Pour illustrer ce récit complexe, où le parcours de chaque personnage doit être minutieusement retranscrit, Park Chan Wook choisit une réalisation très classique, sans grandes envolées, dans la continuité des parti pris sériels de ces dernières années. Si cela agrémente le texte de Carré d’une justesse certaine, la dimension trop sage retire sa personnalité à l’ensemble.

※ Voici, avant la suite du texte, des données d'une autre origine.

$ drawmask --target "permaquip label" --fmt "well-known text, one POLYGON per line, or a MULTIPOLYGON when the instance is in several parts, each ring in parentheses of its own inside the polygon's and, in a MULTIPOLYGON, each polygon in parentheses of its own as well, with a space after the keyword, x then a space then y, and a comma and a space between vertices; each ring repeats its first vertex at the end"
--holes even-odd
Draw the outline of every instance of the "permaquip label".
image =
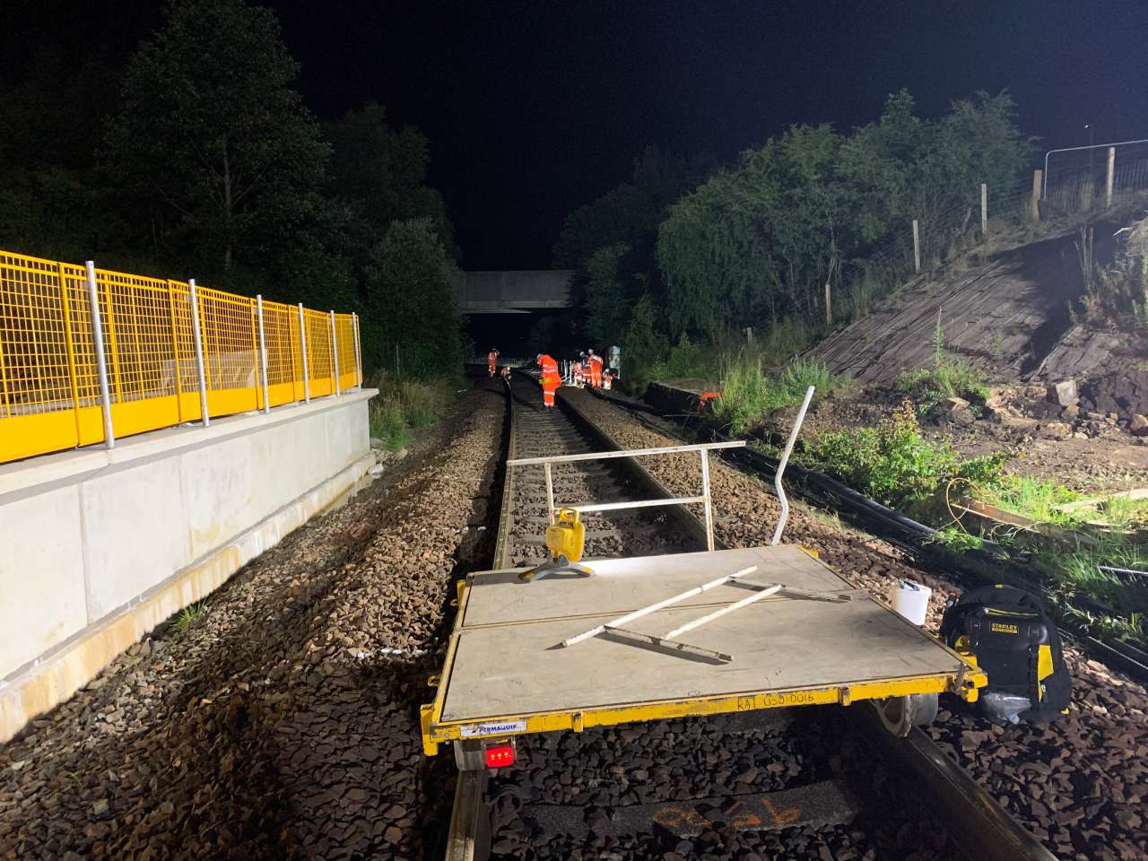
POLYGON ((464 723, 459 730, 463 738, 474 736, 502 736, 507 732, 526 732, 526 721, 502 721, 494 723, 464 723))

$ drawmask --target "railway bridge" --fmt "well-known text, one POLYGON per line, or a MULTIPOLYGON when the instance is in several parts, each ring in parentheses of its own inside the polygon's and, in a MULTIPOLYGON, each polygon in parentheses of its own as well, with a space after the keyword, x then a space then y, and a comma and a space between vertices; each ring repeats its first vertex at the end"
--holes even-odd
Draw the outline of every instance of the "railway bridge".
POLYGON ((569 307, 573 269, 459 272, 455 302, 463 313, 525 313, 569 307))

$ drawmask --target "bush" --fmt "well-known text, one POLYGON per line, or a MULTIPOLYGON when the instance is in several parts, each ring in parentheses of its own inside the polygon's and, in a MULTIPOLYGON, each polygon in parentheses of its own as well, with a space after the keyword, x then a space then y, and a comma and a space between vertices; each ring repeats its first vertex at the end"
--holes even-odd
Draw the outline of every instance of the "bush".
POLYGON ((658 377, 705 377, 708 370, 701 344, 690 341, 683 332, 669 349, 669 357, 658 367, 658 377))

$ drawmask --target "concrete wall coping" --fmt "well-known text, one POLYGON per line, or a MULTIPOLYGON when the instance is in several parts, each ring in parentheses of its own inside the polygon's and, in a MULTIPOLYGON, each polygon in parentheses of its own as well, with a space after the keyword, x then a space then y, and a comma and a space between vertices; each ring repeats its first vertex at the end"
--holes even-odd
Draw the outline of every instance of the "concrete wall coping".
POLYGON ((271 412, 245 412, 211 419, 211 425, 185 424, 116 440, 114 449, 102 443, 83 449, 39 455, 0 465, 0 502, 10 494, 41 489, 45 484, 76 481, 109 467, 124 468, 146 458, 169 455, 219 442, 228 436, 272 427, 308 414, 321 413, 367 401, 378 389, 351 389, 339 397, 318 397, 310 403, 274 406, 271 412))

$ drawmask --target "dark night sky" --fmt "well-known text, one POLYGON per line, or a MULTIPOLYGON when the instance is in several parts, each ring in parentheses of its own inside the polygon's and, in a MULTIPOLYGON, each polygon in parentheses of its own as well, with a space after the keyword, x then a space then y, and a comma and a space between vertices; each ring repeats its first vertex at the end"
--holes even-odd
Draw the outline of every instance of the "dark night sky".
MULTIPOLYGON (((1148 137, 1142 0, 266 5, 316 113, 374 100, 427 133, 466 269, 548 265, 563 217, 647 144, 732 158, 789 123, 866 123, 902 86, 928 116, 1007 87, 1042 146, 1087 142, 1088 122, 1096 142, 1148 137)), ((122 56, 157 7, 0 0, 0 45, 122 56)))

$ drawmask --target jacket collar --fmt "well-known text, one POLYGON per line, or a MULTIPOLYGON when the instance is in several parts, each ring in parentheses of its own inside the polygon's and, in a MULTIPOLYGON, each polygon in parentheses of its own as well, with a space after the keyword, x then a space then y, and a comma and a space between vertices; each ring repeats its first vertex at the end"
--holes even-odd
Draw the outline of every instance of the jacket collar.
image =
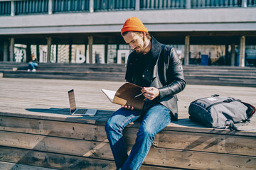
POLYGON ((157 59, 161 51, 162 44, 158 42, 153 36, 151 39, 151 52, 154 59, 157 59))

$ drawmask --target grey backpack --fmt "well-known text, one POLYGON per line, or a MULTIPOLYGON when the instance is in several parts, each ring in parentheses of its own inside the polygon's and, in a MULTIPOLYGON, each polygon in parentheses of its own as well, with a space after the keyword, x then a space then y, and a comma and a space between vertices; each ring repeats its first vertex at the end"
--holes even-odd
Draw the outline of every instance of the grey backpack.
POLYGON ((238 130, 240 125, 250 123, 255 108, 239 99, 213 95, 196 100, 188 108, 189 118, 205 126, 238 130))

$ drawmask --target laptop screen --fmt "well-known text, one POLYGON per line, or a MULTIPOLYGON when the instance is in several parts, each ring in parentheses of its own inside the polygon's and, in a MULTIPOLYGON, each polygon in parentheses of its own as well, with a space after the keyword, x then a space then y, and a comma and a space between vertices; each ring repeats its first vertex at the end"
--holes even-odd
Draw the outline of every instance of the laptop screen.
POLYGON ((68 91, 68 98, 70 101, 70 112, 72 114, 75 111, 76 109, 74 89, 72 89, 68 91))

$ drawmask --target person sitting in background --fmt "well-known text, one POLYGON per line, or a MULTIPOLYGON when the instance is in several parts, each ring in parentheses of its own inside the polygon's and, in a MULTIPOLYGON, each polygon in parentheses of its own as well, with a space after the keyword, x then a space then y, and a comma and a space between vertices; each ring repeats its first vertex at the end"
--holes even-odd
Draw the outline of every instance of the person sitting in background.
POLYGON ((28 72, 36 72, 36 69, 38 67, 38 62, 37 61, 35 55, 31 55, 31 60, 28 62, 28 72))

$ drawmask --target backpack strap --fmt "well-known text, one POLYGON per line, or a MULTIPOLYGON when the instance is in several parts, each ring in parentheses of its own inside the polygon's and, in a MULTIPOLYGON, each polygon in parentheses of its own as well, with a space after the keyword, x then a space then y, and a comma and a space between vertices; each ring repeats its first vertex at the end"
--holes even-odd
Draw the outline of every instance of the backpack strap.
POLYGON ((228 119, 225 122, 225 128, 229 128, 230 130, 235 130, 235 131, 248 131, 248 130, 256 130, 256 129, 240 129, 239 128, 241 126, 244 126, 246 125, 247 124, 250 123, 250 120, 246 120, 244 122, 242 123, 236 123, 235 125, 234 122, 230 120, 230 119, 228 119))

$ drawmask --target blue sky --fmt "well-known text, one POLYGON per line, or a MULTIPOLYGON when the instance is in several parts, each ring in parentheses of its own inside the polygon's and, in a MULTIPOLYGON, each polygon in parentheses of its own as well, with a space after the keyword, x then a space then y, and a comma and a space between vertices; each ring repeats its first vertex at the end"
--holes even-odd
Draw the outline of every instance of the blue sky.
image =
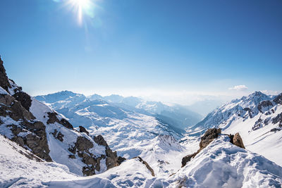
POLYGON ((30 94, 188 104, 282 89, 281 1, 92 1, 81 23, 67 1, 0 1, 0 54, 30 94))

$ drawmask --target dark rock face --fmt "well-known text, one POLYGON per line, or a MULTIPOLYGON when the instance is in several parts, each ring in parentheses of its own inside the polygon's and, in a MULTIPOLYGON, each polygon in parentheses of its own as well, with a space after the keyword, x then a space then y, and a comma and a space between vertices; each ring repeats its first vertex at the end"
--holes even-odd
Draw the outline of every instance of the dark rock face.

Comme on le disait précédemment pour Stoker, la direction d’acteur·ices internationaux fait défaut à celui qui se retrouve à composer avec des émotions plus intérieures. La froideur et la contenance étant de mise dans l’espionnage, on peut y trouver un charme adéquat, mais souvent, les séquences laissent de marbre, malgré l’intensité de l’instant sur le papier. Un dilemme bien représenté par le personnage de Martin Kurtz, où Michael Shannon laisse parfois l’émotion transparaître dans son ton de voix, sans que son visage ne faillisse à l’impassibilité que sa fonction de maître à penser des opérations ne l’exige. À l’image de La taupe, The little drummer girl nécessite une approche consciente de son récit glacial et opaque, où tout se joue dans les regards, les secrets et les non-dits. À cet exercice, le réalisateur coréen réussit son passe-passe, et offre six épisodes que nous n’aurons pas forcément envie de revoir, mais qui se regardent avec envie, tant leur efficacité prend le pas.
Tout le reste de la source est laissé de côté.